Chi ha più anni di quanti vorrebbe averne, ricorderà senz’altro un cartone animato dal titolo “Mr. Magoo”. Protagonista - il signor Magoo, appunto -, un facoltoso pensionato, piccoletto, calvo e soprattutto tremendamente miope. Difettoso nella vista, il nostro non mancava d’intraprendenza: se ne andava in giro tutto solo per la città, nonostante non potesse vedere, come si dice, a un palmo dal naso. Correva pericoli di ogni sorta e incappava in disavventure inverosimili, ma ne usciva sempre indenne e sovranamente inconsapevole: perduto nella sua densa nube visiva, non si accorgeva mai di nulla. Magoo, abbiamo detto, era un pensionato. Curioso notare come, al giorno d’oggi, egli raccolga infiniti epigoni nelle giovani generazioni. Le quali, per fortuna, la vista ce l’hanno buona: il raggio d’azione, però, se lo limitano artificialmente affondando le pupille nello schermo degli smartphone. È facile sorprenderli, i ragazzi, specie la mattina: cuffie piantate nelle orecchie, procedono lungo il marciapiede fissando il telefonino e attraversano la strada senza mai staccare da esso lo sguardo; eccoli alla fermata: attendono il bus inchiodati allo schermo e così rimangono anche quando il mezzo arriva, il che non impedisce loro di salire con la massima disinvoltura. Non c’è panorama che possa distrarli durante la corsa e neppure al momento della discesa fanno cenno di spostare gli occhi: arrivano a scuola che non hanno percorso chilometri ma superato livelli di Candy Crush, non hanno attraversato incroci ma strapazzato rivali di Clash of Clans.
Strapparli allo smartphone durante le ore di lezione deve essere sembrata, agli insegnanti, un’impresa impossibile. Ecco perché in un istituto superiore di Como, il “Giovio”, si è pensato di lasciarli fare. Anzi, di incoraggiarli.
Se non puoi batterli, diceva qualcuno, unisciti a loro. Con questa mossa, i “prof” del Giovio sperano di trasformare i telefonini da ordigno di distrazione individuale (e di massa), in strumento didattico e di ricerca, come potrebbe essere un dizionario, un normale computer collegato alla Rete o, naturalmente, il più collaudato ed efficace di tutti: il compagno di banco da cui copiare.
Scherzi a parte, i docenti non hanno torto.
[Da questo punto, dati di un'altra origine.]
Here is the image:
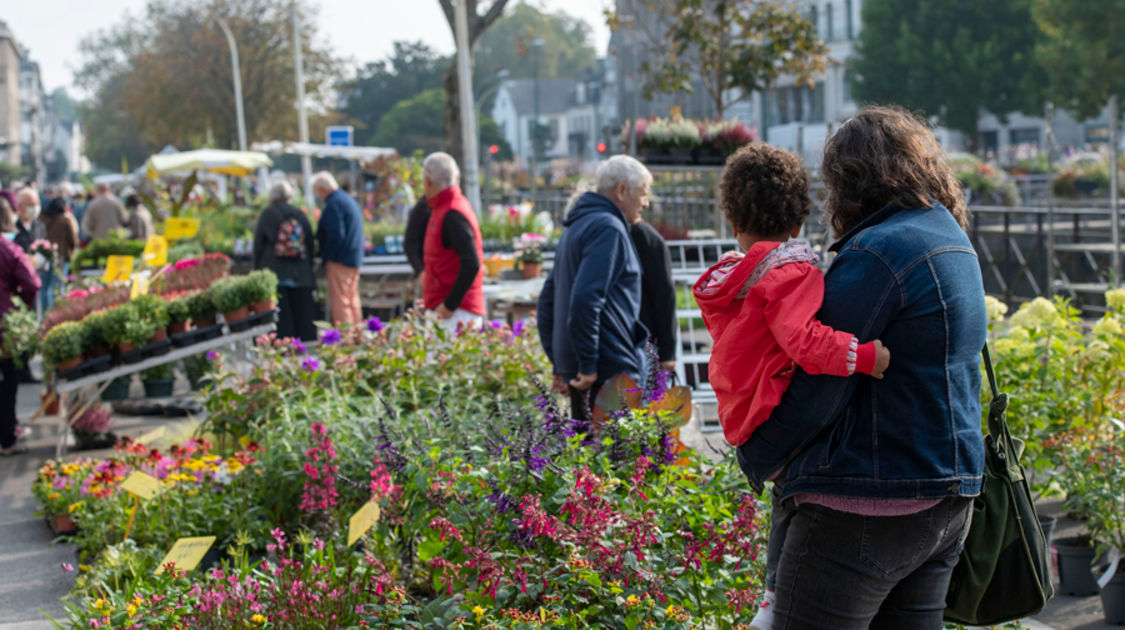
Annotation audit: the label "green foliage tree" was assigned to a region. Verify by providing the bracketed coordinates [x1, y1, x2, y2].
[75, 0, 335, 170]
[371, 88, 512, 160]
[608, 0, 827, 118]
[339, 42, 450, 137]
[1032, 0, 1125, 118]
[474, 1, 597, 80]
[851, 0, 1044, 138]
[438, 0, 507, 169]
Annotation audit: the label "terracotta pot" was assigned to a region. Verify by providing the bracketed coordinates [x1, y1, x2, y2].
[168, 321, 188, 334]
[522, 262, 543, 280]
[86, 345, 109, 359]
[250, 299, 277, 313]
[47, 514, 78, 536]
[223, 306, 250, 324]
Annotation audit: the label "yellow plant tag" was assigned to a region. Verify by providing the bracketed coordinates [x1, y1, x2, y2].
[348, 503, 379, 547]
[134, 426, 164, 444]
[129, 275, 149, 299]
[122, 471, 161, 501]
[156, 536, 215, 575]
[164, 217, 199, 241]
[101, 257, 133, 285]
[141, 234, 168, 267]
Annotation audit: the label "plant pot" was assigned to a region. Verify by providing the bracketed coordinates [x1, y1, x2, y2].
[1038, 514, 1059, 545]
[1053, 538, 1098, 597]
[250, 299, 277, 313]
[39, 392, 60, 415]
[47, 514, 78, 536]
[101, 376, 131, 402]
[168, 321, 189, 335]
[74, 431, 117, 451]
[522, 262, 543, 280]
[142, 378, 176, 398]
[223, 306, 250, 324]
[1101, 572, 1125, 626]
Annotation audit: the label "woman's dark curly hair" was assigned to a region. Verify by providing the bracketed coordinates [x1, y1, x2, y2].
[820, 107, 969, 237]
[719, 142, 812, 236]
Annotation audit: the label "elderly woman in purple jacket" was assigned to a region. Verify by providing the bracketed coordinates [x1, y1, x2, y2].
[0, 196, 39, 457]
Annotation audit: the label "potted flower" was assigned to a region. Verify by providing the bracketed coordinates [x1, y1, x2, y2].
[243, 269, 278, 313]
[141, 363, 176, 398]
[41, 322, 86, 371]
[207, 277, 250, 324]
[70, 405, 117, 450]
[516, 232, 547, 280]
[188, 293, 215, 330]
[168, 297, 191, 335]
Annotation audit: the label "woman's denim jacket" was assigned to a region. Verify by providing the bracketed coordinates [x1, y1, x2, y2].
[737, 205, 988, 498]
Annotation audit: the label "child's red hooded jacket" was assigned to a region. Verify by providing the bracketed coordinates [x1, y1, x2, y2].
[693, 241, 875, 446]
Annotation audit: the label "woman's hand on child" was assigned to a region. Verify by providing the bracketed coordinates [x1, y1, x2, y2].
[871, 339, 891, 378]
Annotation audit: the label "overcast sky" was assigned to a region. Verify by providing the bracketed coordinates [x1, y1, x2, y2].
[0, 0, 611, 96]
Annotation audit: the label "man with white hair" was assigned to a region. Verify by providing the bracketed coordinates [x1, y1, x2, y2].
[422, 152, 485, 330]
[82, 183, 129, 239]
[313, 171, 363, 326]
[539, 155, 653, 420]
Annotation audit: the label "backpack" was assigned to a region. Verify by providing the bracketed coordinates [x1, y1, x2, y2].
[273, 217, 305, 259]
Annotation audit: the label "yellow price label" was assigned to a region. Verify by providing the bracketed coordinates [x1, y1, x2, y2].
[141, 234, 168, 267]
[348, 503, 379, 547]
[156, 536, 215, 575]
[134, 426, 164, 444]
[164, 217, 199, 241]
[129, 276, 149, 299]
[101, 257, 133, 285]
[122, 471, 163, 501]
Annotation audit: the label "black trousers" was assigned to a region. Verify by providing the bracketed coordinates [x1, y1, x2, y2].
[278, 287, 316, 341]
[0, 359, 19, 449]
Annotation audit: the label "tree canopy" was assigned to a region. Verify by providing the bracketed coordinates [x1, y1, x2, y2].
[75, 0, 334, 170]
[851, 0, 1044, 138]
[1033, 0, 1125, 118]
[608, 0, 827, 118]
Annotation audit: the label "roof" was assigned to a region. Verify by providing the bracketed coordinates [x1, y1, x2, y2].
[501, 79, 578, 116]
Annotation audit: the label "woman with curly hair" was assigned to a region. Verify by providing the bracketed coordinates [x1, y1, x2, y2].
[694, 143, 890, 630]
[736, 107, 988, 630]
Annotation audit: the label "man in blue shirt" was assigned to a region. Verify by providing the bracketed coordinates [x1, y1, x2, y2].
[313, 171, 363, 325]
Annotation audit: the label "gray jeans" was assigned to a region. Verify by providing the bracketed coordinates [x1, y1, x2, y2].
[767, 497, 973, 630]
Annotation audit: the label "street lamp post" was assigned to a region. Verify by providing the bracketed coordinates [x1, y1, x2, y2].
[215, 17, 246, 151]
[530, 37, 546, 196]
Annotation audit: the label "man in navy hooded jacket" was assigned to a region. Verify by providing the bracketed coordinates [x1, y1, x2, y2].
[539, 155, 653, 419]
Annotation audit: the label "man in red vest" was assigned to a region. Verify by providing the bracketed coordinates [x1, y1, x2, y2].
[422, 152, 485, 330]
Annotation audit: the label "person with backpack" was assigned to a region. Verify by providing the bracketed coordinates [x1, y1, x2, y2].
[254, 180, 316, 341]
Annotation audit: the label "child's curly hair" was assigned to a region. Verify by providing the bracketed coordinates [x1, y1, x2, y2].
[719, 142, 812, 236]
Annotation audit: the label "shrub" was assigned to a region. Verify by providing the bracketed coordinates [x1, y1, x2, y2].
[168, 297, 191, 324]
[41, 322, 86, 368]
[187, 293, 215, 323]
[243, 269, 278, 304]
Come chiedere ai ragazzi di rinunciare a un oggetto che è ormai entrato in pianta stabile nelle vite di tutti? Predicare - e praticare - l’astinenza da telefonino in classe non sarebbe forse un’operazione un tantino forzata, un esercizio di sobrietà informatica fine a se stesso? Non potendo staccare lo studente dall’apparecchio, l’insegnante ha deciso di affiancarsi al ragazzo mentre lo usa, circoscrivendo l’intervento della tecnologia al supporto didattico.
Immagino sia una scelta obbligata ma finanche intelligente: forse i ragazzi si convinceranno che il telefonino non è soltanto la scatola magica della distrazione, quella che a comando li proietta nel mondo dei giochi, della musica e dei messaggi, ovvero nell’universo circoscritto delle loro relazioni, ma anche un minuscolo portale della conoscenza, un mezzo per soddisfare alcune curiosità e stimolarne altre, per approdare a nuove passioni e coltivare nuovi interessi.
La decisione del Giovio è dunque lungimirante ancor prima che opportunistica. L’importante è che in ogni insegnante rimanga il desiderio di trasmettere alla classe qualcosa che, senza filtri informatici, provenga direttamente dalla sua esperienza e dalla sua cultura, dalla sua sensibilità personale e dall’osservazione anche soggettiva. Qualcosa di così bello e di così vero da far alzare la testa ai ragazzi.